10

670 85 38
                                    

Başım dönüyor gibiydi. Gözlerim hala kapalıydı. Biraz daha uyuyabilmek için yan tarafa doğru yuvarlanırken, boynuma doğru yayılan keskin bir acı hissettim.

"Ugh." Sesim boğuktu ve boğazım da kurumuştu. Boynumu kütürdetmemle beraber daha büyük bir acıyla karşılaştım.

Uyanık bir şekilde vurulmuş ve dik bir şekilde oturmuştum.

"Neredeyim ben?" etrafımı incelerken alışık olmadığım bir yatak odası gördüm. Dün tüm gün boyunca her ne olmuşsa birini bile hatırlamıyordum.

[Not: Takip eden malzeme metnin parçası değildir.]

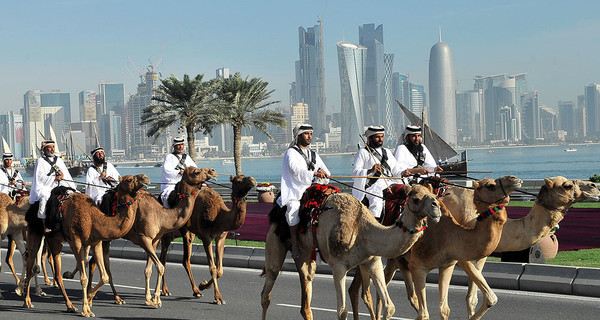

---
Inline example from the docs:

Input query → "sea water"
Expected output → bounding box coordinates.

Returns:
[109,144,600,182]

"Aman Tanrım Y/n. Hayır yapmış olamazsın." Fesat düşünceler birden beynime hücüm etti.

Üzerimde kıyafet olup olmadığını kontrol etmeye korkuyordum. Yatağın örtüsünü kaldırdığımda,  kesin olarak bir erkeğe ait olan salaş bir tişört ve külot olduğunu gördüm.

"Aman Tanrım. Hanbin'i mi aldattım ben?"

Ayağa kalktım ve aynada kendimi inceledim. Yüzüm, gözlerimin altındaki koyu halkalardan dolayı ölü gibi görünüyordu ve saçlarım dağınık, biraz da yağlıydı.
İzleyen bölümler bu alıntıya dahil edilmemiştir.